The doctor's face acquired a perplexed dreamy expression and, made docile by the poisons that were supposed to cure the sick, he allowed himself to be seated in a nearby chair.
"Are you certain that this will work?" asked Harold Smith anxiously.
"No," said Chiun gravely.
"Then why are you-?"
"There is nothing to lose," said Chiun, shaking his hands clear of his white sleeves. "This man has been pampered by machines until his will to function has been lulled into a lazy sleep. If he dies, he dies. But if he is to recover, his body must be convinced that this will happen only if it struggles for life."
And before Harold Smith could protest, the Master of Sinanju abruptly plunged his long fingernails into the exposed wrinkled pot belly of the patient.
The man's emaciated body jerked as its spine squirmed and twisted like an electric arc sizzling between contact posts.
Using both hands, Chiun plunged his nails deeper into the sickly greenish flesh.
And into the patient's ear, he whispered a delicate warning.
"Fight for your life, lazy one. Or I will take it from you."
Harold Smith turned away, his teeth set, his eyes closed. In his mind's eye he saw ten eruptions of blood. One for each of the Master of Sinanju's remorseless fingernails.
The next phase of Smith's plan depended upon bringing his patient back to health.
Chapter 33
"In onore della famiglia, la famiglia a abbraccio," intoned Don Carmine Imbruglia in a corner office at LNG headquarters, lit by sullen candlelight.
"I don't know what the fug it means," he said ruefully, "but they always talk that kinda crap at one of these things."
"What things?" asked Tony Tollini, looking at the dagger and pistol that lay crossed on the table before him. For some reason, the windows were obscured with black crepe.
"Baptisms," said Don Carmine.
"Oh. Is someone being baptized?"
"Good question. You are."
Tony Tollini's eyes bugged out. "Me?"
"Don't be modest. You done good for LCN. We're gonna make you one of us."
Tony started to rise, saying, "I don't-"
Bruno the Chefs meaty hand pushed Tony Tollini back into his seat.
"Show some respect," he growled.
"What . . . what do I do?" Tony asked, weak-voiced.
"Almost nothin'," Don Carmine said casually. "Here, gimme your hand."
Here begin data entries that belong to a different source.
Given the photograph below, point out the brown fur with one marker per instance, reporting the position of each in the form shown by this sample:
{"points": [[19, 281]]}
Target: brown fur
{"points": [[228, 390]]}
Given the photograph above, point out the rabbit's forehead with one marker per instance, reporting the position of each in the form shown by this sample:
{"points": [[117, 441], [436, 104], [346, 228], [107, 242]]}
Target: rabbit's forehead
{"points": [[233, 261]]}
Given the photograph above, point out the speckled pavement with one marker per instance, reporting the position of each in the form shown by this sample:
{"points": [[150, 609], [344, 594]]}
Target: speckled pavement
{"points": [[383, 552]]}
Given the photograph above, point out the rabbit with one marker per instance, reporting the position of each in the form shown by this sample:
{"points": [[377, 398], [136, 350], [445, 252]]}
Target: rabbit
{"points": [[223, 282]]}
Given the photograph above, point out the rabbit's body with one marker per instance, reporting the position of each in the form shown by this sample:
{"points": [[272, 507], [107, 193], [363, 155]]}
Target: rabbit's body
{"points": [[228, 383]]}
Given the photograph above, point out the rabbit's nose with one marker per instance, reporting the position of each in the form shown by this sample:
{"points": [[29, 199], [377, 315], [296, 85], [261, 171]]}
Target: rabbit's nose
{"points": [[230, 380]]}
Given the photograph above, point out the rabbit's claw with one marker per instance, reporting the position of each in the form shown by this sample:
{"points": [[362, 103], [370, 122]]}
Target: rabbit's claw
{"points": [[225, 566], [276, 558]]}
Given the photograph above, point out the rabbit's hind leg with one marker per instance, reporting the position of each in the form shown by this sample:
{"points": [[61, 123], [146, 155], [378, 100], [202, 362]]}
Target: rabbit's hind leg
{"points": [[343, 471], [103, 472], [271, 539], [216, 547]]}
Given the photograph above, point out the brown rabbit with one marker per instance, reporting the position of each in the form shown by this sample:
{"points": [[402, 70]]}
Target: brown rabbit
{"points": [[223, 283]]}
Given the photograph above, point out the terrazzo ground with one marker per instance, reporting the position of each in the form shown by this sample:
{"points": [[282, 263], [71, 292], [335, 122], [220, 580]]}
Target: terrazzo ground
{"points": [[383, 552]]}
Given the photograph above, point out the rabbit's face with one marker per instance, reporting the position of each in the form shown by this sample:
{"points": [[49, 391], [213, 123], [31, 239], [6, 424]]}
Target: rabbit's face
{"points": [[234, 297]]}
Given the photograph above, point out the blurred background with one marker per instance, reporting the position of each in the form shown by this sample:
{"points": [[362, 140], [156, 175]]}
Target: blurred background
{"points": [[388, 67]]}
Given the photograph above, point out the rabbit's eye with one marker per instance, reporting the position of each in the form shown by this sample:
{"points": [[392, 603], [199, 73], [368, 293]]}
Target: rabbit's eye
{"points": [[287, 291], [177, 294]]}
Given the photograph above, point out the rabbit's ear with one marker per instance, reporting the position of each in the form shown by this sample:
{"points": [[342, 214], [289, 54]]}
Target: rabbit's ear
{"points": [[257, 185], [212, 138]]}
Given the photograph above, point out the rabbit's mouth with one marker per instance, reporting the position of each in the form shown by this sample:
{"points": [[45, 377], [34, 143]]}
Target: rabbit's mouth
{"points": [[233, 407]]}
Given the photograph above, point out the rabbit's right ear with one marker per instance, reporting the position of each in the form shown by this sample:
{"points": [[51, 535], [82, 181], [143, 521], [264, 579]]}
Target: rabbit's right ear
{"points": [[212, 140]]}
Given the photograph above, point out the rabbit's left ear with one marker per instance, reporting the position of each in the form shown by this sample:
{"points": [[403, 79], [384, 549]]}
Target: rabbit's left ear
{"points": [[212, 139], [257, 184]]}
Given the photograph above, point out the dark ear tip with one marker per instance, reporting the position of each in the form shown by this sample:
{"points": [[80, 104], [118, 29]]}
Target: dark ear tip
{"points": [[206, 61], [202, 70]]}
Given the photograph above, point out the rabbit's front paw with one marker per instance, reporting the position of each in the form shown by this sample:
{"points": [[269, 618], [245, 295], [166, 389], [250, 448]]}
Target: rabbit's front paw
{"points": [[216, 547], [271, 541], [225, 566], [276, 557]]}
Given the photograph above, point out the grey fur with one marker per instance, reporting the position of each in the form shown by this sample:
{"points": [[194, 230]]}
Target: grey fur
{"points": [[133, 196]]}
Tony Tollini allowed Don Carmine to take up his shaking hand. Don Carmine lifted the silver dagger off the table with the other.
"Okay," said Don Carmine. "Repeat after me, 'I want to enter into this organization to protect my family and to protect all my friends.' "
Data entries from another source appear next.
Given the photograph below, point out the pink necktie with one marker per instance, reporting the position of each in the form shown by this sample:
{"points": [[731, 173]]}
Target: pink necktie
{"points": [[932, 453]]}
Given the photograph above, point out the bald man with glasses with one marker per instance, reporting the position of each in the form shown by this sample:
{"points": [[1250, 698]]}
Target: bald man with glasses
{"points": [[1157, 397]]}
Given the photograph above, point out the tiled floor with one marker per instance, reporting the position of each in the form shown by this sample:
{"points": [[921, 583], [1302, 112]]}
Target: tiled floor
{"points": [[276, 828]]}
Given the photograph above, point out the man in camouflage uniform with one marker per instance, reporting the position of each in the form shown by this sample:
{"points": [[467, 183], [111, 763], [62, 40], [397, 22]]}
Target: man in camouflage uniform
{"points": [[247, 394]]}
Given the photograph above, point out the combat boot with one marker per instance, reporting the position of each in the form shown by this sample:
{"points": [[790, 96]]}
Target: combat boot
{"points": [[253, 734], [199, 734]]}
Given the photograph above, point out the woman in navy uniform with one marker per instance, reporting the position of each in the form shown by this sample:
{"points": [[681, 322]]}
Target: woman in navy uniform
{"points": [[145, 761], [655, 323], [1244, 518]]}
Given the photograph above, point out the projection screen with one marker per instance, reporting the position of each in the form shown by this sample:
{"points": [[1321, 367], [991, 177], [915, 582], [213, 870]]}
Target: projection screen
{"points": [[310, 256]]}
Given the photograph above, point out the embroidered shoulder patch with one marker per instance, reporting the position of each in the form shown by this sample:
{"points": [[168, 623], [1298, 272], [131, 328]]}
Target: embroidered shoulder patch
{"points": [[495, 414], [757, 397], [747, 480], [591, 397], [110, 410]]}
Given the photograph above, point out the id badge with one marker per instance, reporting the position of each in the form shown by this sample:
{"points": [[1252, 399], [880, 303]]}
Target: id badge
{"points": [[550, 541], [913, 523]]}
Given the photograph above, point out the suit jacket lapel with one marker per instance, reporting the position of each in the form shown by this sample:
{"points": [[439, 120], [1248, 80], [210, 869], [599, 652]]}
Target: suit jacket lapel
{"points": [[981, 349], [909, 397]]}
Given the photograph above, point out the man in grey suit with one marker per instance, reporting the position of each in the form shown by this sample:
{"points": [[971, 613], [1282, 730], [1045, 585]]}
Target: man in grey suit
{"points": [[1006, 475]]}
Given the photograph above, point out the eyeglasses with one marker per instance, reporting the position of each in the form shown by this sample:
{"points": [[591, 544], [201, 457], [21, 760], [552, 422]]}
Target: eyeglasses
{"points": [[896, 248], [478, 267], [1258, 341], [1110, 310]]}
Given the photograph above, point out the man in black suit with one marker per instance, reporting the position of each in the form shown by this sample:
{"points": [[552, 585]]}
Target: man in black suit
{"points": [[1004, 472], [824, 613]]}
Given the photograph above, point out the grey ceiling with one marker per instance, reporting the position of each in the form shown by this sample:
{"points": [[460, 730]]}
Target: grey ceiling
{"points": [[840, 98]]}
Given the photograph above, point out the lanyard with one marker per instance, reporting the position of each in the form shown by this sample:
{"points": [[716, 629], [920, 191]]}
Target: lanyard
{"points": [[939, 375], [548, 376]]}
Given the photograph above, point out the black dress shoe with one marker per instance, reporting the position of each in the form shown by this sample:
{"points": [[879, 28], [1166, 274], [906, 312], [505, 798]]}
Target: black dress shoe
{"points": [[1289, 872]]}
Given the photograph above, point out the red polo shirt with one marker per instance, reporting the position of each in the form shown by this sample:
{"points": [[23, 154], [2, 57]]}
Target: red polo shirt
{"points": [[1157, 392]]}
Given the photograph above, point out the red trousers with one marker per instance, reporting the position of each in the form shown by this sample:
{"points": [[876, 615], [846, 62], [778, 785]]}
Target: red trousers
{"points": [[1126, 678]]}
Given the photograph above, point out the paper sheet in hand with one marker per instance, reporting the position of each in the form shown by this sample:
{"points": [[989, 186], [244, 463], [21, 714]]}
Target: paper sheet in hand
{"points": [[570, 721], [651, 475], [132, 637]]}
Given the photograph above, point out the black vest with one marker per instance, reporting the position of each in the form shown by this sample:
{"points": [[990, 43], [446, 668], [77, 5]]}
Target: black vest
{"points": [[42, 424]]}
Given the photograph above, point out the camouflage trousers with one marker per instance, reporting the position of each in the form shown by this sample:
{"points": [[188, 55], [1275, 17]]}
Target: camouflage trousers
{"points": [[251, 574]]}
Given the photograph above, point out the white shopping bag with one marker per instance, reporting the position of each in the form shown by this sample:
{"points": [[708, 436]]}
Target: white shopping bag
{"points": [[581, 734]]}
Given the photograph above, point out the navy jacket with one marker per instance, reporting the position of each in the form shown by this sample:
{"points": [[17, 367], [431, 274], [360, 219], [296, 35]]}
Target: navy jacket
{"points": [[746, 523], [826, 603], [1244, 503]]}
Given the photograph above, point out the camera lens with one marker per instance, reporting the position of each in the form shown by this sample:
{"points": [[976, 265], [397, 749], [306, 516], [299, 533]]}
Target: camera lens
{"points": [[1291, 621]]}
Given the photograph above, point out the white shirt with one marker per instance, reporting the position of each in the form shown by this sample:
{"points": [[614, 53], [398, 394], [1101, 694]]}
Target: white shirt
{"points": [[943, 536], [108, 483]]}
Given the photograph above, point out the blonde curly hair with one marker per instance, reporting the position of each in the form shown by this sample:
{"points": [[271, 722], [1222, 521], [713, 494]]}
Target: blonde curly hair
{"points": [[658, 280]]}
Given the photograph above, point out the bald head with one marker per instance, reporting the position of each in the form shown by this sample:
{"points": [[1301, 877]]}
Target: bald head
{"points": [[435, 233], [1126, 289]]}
" 'I want to enter into this organization to protect my family and to protect all my friends,' " Tony repeated in a dull voice.
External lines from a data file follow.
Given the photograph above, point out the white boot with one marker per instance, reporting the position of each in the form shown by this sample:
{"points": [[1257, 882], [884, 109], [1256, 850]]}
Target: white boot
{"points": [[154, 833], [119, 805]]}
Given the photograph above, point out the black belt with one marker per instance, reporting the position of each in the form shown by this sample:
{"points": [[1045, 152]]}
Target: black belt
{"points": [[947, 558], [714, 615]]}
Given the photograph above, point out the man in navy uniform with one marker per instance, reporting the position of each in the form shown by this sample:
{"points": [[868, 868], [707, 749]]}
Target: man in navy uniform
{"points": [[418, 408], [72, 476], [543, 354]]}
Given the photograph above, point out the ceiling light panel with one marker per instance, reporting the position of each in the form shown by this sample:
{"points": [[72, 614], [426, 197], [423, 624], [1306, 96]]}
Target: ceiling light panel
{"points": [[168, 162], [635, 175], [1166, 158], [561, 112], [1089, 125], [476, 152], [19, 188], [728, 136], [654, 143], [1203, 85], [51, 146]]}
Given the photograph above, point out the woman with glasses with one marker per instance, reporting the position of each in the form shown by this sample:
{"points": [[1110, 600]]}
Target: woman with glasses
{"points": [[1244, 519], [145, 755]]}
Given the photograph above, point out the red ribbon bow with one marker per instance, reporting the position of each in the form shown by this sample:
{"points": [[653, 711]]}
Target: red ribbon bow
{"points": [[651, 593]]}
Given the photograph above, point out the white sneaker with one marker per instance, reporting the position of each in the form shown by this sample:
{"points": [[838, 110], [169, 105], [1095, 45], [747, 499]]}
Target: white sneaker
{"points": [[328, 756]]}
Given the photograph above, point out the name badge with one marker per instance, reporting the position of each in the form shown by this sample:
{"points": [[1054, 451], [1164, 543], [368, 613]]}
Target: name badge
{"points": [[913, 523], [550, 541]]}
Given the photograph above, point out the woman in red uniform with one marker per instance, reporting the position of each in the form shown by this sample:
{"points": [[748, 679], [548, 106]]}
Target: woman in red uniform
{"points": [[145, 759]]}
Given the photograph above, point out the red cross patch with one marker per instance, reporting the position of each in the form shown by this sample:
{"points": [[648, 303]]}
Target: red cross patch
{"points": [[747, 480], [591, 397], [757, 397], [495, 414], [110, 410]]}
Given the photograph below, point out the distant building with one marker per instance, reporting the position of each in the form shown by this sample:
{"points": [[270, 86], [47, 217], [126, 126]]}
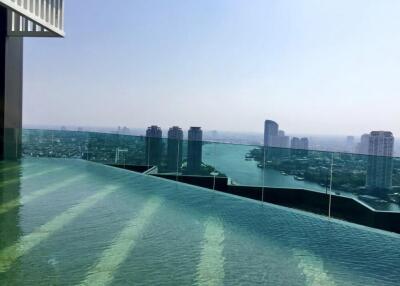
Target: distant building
{"points": [[299, 146], [153, 145], [271, 129], [304, 143], [195, 146], [380, 161], [349, 144], [363, 146], [174, 149]]}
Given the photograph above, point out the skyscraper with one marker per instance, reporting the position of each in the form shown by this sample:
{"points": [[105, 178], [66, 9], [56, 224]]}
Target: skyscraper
{"points": [[271, 129], [380, 161], [195, 144], [174, 151], [349, 144], [153, 145], [299, 146], [363, 147]]}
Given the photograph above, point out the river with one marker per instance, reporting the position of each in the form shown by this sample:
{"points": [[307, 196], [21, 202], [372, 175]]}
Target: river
{"points": [[230, 160]]}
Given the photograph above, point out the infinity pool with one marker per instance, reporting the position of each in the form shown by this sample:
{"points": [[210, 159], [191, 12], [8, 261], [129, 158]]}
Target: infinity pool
{"points": [[71, 222]]}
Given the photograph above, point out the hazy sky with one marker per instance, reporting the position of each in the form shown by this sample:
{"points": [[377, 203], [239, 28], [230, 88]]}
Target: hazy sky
{"points": [[315, 66]]}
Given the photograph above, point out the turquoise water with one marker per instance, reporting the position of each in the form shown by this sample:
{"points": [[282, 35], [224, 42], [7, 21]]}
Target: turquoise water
{"points": [[71, 222]]}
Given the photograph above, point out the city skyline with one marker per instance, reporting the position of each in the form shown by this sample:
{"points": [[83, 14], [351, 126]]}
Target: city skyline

" 'I swear not to divulge this secret and to obey, with love and omerta.' "
" 'I swear not to divulge this secret and to obey, with love and omerta,' " Tony added, wondering what an omerta was. It sounded like a weapon. Maybe a Sicilian dagger, like the one Don Carmine was waving before his eyes.
A quick pass of the glittering blade, and the tip of Tony's index finger ran red with blood.
"Okay, I cut your trigger finger," said Don Carmine. "Now I cut me." Don Carmine sliced the tip of his trigger finger and joined it to Tony's. Only then did it begin to sting.
"Somebody gimme me a saint," called Don Carmine.
"Here," said Bruno the Chef, pulling a laminated card from his suit pocket.
Don Carmine looked at the face. "I don't know this one," he muttered.
"Saint Pantaleone. He's good for toothaches."
"Toothaches! What are we, dentists now?"
"I got a busted biscuspid, boss."
Don Carmine shrugged like a small bear with an itchy back. "What the fug. A saint is a saint, right? You, Tony, repeat after me," he said, touching a corner of the laminated card to the sickly yellow candle flame.